Outside of her native UK, Anna Calvi has never quite hit the popular or critical mainstream. On the surface, it’s hard to see why. She’s one of Brian Eno’s disciples, with a voice many describe as ‘operatic’ (something she’s seemed a bit caught-up in on her sophomore record, One Breath) and a moral compass in line with current gender fluidity and female equality movements. Her music is powerful and purposeful, and yet it’s also tempered and emotional. Perhaps it’s that her musical realm is so dominated by male musicians, or that she sounds just a little too similar to PJ Harvey’s 1990s material – but neither of those are substantial reasons for Calvi not to thrive. Whether Hunter brings Calvi into the art-rock limelight remains to be seen, but it sure goes a long way to proving her case.

Her first new material in five years and four years after her Strange Weather covers EP, Calvi takes a few steps towards completing the promising sounds on her debut. She is, of course, as nakedly political regarding social issues of gender and misogyny as ever; while her approach is upfront and demanding, far more of a ‘megaphone to the face’ technique than just slipping a hinting note in your back pocket. The album’s first single, ‘Don’t Beat the Girl out of My Boy’, cements expectations of what is a very socially progressive record, and the rest of the tracks here live up to the billing. Calvi is powerfully wistful and unflinchingly direct, from opener ‘As a Man’ to ‘Chain’ and it’s “you be the girl, I’ll be the boy” refrain.

Instrumentally, Hunter makes certain amends to the protracted emptiness dotted throughout One Breath. This is her most encompassing record yet, ranging from the expected 90s PJ Harvey-influenced, Bad Seeds-y grandeur of ‘Alpha’ and ‘As a Man’ to heavier cuts, like the squealed guitar solo at the end of ‘Indies or Paradise’ or the 80s industrial no wave influenced phase of ‘Alpha’. Produced by Nick Launay and with Martyn P. Casey on bass, it’s no wonder so much of Hunter sounds so familiar in its Nick Cave-like odd grooves and sauntering production, and in truth it’s a sound that you never really tire of. Cave has worked off this for decades, and if anything it sounds fresh with a female voice at the helm.

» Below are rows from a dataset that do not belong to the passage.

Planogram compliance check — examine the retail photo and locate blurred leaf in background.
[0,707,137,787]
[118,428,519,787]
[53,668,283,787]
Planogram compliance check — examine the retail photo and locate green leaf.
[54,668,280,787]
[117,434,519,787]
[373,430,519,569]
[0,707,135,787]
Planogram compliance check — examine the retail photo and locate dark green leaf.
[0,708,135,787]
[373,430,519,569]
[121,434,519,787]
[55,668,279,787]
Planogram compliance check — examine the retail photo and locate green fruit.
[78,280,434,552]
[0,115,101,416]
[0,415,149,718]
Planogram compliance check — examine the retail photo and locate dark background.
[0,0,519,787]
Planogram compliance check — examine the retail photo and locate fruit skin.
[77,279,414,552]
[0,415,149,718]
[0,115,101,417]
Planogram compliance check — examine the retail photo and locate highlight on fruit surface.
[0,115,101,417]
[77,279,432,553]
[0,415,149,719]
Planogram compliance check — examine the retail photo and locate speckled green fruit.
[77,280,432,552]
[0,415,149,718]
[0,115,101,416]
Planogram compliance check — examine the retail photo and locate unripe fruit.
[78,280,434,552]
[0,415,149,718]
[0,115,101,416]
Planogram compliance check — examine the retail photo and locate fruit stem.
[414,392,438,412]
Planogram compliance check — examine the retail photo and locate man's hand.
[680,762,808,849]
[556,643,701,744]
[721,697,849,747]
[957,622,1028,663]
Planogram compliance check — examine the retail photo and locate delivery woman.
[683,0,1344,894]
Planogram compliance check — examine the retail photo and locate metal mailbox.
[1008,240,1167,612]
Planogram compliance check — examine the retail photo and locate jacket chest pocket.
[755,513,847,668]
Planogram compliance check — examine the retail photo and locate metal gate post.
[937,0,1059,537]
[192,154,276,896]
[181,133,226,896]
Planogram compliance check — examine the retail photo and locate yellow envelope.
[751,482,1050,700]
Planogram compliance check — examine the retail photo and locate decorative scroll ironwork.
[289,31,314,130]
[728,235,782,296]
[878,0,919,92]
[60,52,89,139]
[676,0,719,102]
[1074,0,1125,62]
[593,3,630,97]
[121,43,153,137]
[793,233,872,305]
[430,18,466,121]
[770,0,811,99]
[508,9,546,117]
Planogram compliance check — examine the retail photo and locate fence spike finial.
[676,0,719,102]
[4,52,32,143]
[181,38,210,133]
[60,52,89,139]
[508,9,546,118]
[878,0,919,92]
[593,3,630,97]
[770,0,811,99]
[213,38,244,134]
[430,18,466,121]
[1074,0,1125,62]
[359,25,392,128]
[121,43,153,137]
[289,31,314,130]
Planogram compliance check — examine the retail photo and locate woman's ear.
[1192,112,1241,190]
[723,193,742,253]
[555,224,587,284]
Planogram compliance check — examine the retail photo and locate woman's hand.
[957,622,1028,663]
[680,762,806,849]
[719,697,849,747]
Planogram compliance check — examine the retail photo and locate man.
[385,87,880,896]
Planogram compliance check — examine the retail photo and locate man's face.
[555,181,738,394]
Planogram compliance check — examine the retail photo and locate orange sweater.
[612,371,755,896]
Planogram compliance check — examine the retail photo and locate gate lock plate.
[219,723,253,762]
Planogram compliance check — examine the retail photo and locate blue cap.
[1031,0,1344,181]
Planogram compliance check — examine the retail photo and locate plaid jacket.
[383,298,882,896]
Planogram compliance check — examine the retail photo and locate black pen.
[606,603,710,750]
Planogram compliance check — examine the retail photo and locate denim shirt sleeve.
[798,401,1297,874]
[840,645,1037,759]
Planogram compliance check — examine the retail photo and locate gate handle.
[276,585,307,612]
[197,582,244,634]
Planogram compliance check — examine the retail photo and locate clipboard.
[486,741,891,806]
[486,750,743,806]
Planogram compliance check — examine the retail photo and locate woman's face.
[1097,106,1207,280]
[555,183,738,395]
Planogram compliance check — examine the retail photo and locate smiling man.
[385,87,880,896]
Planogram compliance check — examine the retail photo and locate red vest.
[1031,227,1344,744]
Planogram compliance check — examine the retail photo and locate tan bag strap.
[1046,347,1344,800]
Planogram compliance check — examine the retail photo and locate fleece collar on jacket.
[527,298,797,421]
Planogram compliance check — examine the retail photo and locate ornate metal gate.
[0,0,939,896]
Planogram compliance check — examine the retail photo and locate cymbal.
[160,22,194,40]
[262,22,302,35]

An improvement on One Breath, Hunter is more experimental and less generic, with fuller production and catchier refrains. However, it isn’t without fault. Occasionally a bit cumbersome, Calvi’s slower tracks can drag at certain points in its track list. ‘Hunter’ is a particularly sluggish number, especially so for being only the album’s second track; while ‘Away’ is also too slow for an album that is by no means constantly intense. But overall, there’s not much bad to say about Hunter. It’s no grand statement nor future staple of art rock, but it’s Calvi’s most complete record yet. It grasps the catchiness of her debut, and kneads in an increased sense of maturity in her delivery of topical subjects, brought together with seasoned production and her expectedly dexterous, mighty voice.